How Many Miles Can You Backpack in a Day?


Ask 20 hikers how far they can backpack in a day and you’ll get 20 different answers. Some hikers are capable of getting extraordinary mileage when they’re willing to put in the work.

Getting 30 miles per day is nothing to the average thru-hiker, but what about the rest of us? How many miles can you backpack in a day?

How Many Miles Can You Backpack in a Day?

With lightweight equipment and easy trails the average person can hike 20-30 miles in a day if they’re really moving. That’s hiking for an efficient 10 hours at 2-3 mph. I usually try to limit myself to 10-15 miles per day so I can stop along the way for lunch, photographs, etc without feeling rushed.

When dealing with rough terrain(hills, rain, mud, snow, etc) and shorter days you might have to reduce your total daily mileage. Just make sure you get to camp a few hours before sunset. You don’t want to be setting up camp in the dark.

Think About Your Mileage Goals

Think about how far you can really go in a day. Don’t fall into the mileage trap and ruin your trip. Just because you can hit 30 miles in a day doesn’t mean you can do that over the course of a week.

Are you hiking for fun or trying set competitive goals? Most hikers are on the trail for the fun of it and only want to hike 13-15 miles. This allows you to keep a reasonable pace and gives you a few hours to relax in the morning/night.

Set a Reasonable Pace

Start out by setting a fairly easy pace of 2mph and see if that works for you over the course of 8 hours. Adjust your speed and hike time as you gain experience. If you’re in decent shape you’ll probably find that 15-20 miles per day is fairly easy.

Trail Time is More Important Than Speed

Extending your hiking mileage is actually pretty easy. Instead of trying to increase your hiking speed just hike longer throughout the day. If you wake up early(6am) you can easily get in ten miles before lunch.

Hike at a casual 2mph speed and you have 20 miles over a 10 hour span. If you need to go farther in a day just lighten up your pack enough to increase your pace a bit. Hiking lots of miles is less about speed and more about time.

Just remember that early spring, winter and late fall have less daylight hours. Try to make the most out of your day and be ready to go at sunrise.

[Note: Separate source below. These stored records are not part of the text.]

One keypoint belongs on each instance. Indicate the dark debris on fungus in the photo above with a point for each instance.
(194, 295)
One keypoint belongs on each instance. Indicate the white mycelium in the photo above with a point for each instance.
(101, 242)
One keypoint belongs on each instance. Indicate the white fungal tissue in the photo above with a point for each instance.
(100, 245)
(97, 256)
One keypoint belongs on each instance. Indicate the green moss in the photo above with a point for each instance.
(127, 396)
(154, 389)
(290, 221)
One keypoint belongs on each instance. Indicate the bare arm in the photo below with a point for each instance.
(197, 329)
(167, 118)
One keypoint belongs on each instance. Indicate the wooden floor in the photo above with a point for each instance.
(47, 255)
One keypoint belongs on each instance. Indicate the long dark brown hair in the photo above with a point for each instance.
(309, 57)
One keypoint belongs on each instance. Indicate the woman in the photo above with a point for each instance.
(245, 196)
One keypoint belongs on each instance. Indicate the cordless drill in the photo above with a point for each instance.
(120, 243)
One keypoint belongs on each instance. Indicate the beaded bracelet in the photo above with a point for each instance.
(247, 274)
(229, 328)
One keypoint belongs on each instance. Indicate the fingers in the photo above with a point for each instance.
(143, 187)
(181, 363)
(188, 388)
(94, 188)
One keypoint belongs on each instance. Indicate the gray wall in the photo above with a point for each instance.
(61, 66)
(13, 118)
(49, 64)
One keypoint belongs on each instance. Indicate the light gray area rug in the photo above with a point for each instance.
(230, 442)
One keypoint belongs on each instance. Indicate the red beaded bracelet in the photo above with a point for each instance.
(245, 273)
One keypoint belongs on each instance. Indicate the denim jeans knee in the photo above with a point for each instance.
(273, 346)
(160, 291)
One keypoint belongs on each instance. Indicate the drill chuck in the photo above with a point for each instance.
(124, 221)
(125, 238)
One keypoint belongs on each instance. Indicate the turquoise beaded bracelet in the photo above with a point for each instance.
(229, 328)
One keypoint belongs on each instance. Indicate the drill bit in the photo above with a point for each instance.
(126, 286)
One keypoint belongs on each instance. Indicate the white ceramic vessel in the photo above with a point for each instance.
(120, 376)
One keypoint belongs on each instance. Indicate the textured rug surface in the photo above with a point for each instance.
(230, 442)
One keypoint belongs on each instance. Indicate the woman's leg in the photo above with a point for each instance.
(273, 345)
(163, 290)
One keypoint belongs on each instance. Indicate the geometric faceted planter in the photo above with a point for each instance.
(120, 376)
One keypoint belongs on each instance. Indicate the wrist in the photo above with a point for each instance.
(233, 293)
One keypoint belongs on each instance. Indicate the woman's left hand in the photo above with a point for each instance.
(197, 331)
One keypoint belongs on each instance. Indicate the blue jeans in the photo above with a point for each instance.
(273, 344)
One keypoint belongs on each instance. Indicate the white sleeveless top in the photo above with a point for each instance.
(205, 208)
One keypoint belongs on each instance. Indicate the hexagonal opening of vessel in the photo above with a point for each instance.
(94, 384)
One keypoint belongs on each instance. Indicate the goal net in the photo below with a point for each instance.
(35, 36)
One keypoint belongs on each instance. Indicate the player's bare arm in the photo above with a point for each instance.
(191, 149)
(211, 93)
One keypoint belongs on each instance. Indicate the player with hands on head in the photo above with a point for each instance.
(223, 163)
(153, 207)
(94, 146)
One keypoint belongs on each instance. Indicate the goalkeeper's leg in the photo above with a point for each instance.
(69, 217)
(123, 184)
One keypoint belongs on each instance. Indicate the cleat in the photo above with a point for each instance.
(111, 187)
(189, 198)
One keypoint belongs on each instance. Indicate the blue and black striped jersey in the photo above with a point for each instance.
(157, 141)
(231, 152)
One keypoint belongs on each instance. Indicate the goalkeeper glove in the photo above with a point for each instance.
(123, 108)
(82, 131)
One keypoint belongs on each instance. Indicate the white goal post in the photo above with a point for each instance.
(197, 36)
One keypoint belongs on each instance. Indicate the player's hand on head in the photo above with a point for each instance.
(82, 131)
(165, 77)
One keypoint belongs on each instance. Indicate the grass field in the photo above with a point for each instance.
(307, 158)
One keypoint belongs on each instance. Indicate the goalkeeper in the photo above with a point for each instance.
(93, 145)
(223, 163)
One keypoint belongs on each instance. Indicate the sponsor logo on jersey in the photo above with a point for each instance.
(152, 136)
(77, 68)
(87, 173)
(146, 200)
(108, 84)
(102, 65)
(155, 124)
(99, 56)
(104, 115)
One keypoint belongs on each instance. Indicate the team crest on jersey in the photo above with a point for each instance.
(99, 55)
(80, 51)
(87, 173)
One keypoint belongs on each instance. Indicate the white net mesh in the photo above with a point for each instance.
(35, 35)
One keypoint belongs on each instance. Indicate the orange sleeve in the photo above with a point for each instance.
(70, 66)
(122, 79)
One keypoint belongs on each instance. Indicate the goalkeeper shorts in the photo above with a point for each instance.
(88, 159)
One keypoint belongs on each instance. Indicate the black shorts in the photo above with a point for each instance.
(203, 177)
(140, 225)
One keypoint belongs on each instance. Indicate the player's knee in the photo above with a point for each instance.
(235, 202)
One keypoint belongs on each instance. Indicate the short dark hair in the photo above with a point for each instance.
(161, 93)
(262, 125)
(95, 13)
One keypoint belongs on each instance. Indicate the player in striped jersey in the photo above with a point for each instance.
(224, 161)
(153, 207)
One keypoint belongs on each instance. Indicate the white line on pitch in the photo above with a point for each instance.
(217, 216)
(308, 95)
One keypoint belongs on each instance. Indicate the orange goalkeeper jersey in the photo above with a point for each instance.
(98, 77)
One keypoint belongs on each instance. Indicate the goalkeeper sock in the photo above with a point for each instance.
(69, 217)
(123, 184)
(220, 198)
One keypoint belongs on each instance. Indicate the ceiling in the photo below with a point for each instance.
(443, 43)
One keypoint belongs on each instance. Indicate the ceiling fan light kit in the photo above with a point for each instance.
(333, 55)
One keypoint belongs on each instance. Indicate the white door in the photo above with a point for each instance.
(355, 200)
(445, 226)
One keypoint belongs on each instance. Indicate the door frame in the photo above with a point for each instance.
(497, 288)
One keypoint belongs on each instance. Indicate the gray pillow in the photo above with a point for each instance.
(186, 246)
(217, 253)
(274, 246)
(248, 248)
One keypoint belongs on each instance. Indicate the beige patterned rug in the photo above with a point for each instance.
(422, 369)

You’ll Hike Less Miles in Tough Terrain

Make sure you factor in the weather and elevation gain into the equation. You won’t be able to maintain a 3mph pace hiking uphill and through rough terrain.

When hiking through mountainous terrain you’ll be lucky to hit 1-1.5 mph. Try to set realistic goals and remember that every trail is a little bit different. If the trail is rocky/icy/muddy where you’ll need to choose your steps carefully it’s gonna slow you down.

Tips to Hike Farther in a Day

  • Pack Light: With lightweight gear you’ll be able to hike farther, faster and with less strain on your body. Make sure you set a pack weight of less than 35 pounds if you’ll be hiking long distances. You’ll have to cut even more weight if you’re trying to hit the 30 miles per day mark.
  • Wake Up Early: You only have so many hours in the day. If you wake up right at sunrise you’ll have a lot more wiggle room. Getting 15-20 miles in a day is easy when you spread it over 10 hours. Just make sure you have all your gear organized and ready to go before bed so you can hit the trail bright and early.
  • Skip Breakfast: Have a quick snack when you wake up and hit the trail fast. Don’t spend a couple of hours in the morning making breakfast/coffee. Wait until you’re already on the trail for a few hours and take a nice long breakfast break. If you really need your morning caffeine boost bring along some caffeinated electrolyte tablets (On Amazon).
  • Take Lots of Breaks: To maintain your sanity over a 10 hour hike you’ll need to take lots of breaks. Take off your shoes, grab a quick snack, and kick back and relax for a bit. Personally I try to take a quick 10-minute break every hour or so. I might take 45 minutes to an hour around lunchtime, but I tend to get antsy.
  • Pace Yourself and Keep Track of Time: Make sure you keep track of time and distance traveled so you can adjust your pace throughout the day. Maintain a moderate hiking pace of 2-3 mph and slow down in difficult terrain. If you dip below the 2mph mark shorten your breaks. I’d rather skip lunch to make up a little time than increase my hiking pace on the trail.